Core parser hooks used in this layer:

HookPayloadUsed by
on_entity(entity, op)players, objectives, wards, courier, draft
on_combat_log_entryCombatLogEntryplayers, objectives, wards, combat aggregation
on_chat_eventuser-message chat eventsobjectives
on_game_startgame_start_tickplayers (minute alignment)
on_game_endfinal tickplayers (final snapshot + scoreboard)

_snapshots.py: shared player snapshot model

This helper file defines the canonical dataclasses used by players.py.

Core constants

ConstantValueMeaning
_CELL_SIZE128World units per grid cell for cell + vec coordinate encoding
_HERO_CLASS_PREFIXCDOTA_Unit_Hero_Hero entity-class prefix for filtering/resolution

Key helpers

  1. _pos(entity) reads CBodyComponent.m_cellX/Y + m_vecX/Y to world (x, y).
  2. _snapshot_hero(entity, tick) builds one PlayerStateSnapshot with core hero fields.

players.py: per-player time series extractor

PlayerExtractor is the heaviest extractor. It samples hero state over time and overlays combat-log cumulative totals.

Important constants

ConstantValueMeaning
_ITEM_SLOTS17m_hItems.0000-0016 (main + backpack + stash)
_ABILITY_SLOTS32m_hAbilities.0000-0031 scan range
_NULL_HANDLE0xFFFFFFEmpty handle sentinel
_TEAM_RADIANT / _TEAM_DIRE2 / 3Team ids used in replay state

Main methods

MethodWhat it does
attachRegisters on_entity, on_combat_log_entry, on_game_start, on_game_end
_on_entityTracks heroes/controllers/team data entities and triggers sampling
_maybe_sampleEnforces interval + minute-boundary sampling policy
_sampleBuilds snapshots, overlays controller/data-team stats, reads abilities, diffs inventory
_on_combat_log_entryMaintains running totals (damage/healing/deaths/stuns) per player
_on_game_endForces final snapshot and captures authoritative K/D/A scoreboard
time_series / minute_time_seriesMaterializes arrays per player from stored snapshots

Sampling model

Two snapshot streams are produced:

  1. regular snapshots every sample_interval ticks (default 30 = ~1 second)
  2. minute snapshots every 1800 ticks from game start (gold_t_min, xp_t_min, etc.)

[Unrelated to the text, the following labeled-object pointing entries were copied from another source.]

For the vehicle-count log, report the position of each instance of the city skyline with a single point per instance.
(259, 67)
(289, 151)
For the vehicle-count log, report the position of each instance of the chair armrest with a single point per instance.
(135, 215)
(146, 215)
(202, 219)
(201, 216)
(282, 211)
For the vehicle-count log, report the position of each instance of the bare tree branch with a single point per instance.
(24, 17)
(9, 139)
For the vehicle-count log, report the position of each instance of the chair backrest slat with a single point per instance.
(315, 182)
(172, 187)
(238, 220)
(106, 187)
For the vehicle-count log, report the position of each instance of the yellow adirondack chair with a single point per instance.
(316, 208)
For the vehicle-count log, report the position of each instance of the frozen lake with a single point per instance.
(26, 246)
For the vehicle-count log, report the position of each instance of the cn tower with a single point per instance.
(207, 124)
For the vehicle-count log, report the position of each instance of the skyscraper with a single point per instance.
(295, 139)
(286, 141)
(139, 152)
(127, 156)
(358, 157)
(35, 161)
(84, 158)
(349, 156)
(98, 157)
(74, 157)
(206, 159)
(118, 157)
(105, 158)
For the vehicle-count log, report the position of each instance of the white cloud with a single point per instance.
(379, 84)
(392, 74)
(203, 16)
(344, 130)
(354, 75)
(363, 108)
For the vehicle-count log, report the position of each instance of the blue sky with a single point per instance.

Minute snapshots are deduplicated by minute index so repeated same-minute events do not create duplicate buckets.

Canonical Hero Entity Matters

Do not assume "all CDOTA_Unit_Hero_* entities for this player" means "the player's real hero". Illusion-like and clone-like entities can create duplicate same-tick positions and corrupt movement trails. gem samples the player's selected hero handle first for this reason. See Replay Edge Cases.

Special handling worth knowing

  1. Gold/XP source selection is intentional:
    • spendable gold from CDOTAPlayerController.m_iGold
    • cumulative totals from CDOTADataRadiant/Dire.m_vecDataTeam.*
  2. Initial inventory is emitted as synthetic PURCHASE combat-log entries once per player.
  3. Ability levels are resolved via ability handles + EntityNames string table.

objectives.py: objective timeline extractor

ObjectivesExtractor emits timeline events for towers, barracks, Roshan, Tormentor, shrine kills, and Aegis interactions.

Key constants

ConstantValueMeaning
_CHAT_MSG_AEGIS8Aegis pickup chat event
_CHAT_MSG_AEGIS_STOLEN53Aegis stolen chat event
_CHAT_MSG_DENIED_AEGIS51Aegis denied chat event
_CHAT_MSG_SHRINE_KILLED101Shrine of Wisdom destroyed
_CHAT_MSG_MINIBOSS_KILL117Tormentor kill chat event

Main methods

MethodWhat it does
attachRegisters on_combat_log_entry, on_chat_event, on_entity
_on_entityTracks alive Roshan drop-item entities (Aegis/Cheese/Shard/Banner)
_on_chat_eventEmits AegisEvent / ShrineKill and patches latest tormentor killer player id
_on_combat_logConverts DEATH events into TowerKill, BarracksKill, RoshanKill, TormentorKill

Roshan drops are reconstructed from currently alive Roshan item entities at kill tick.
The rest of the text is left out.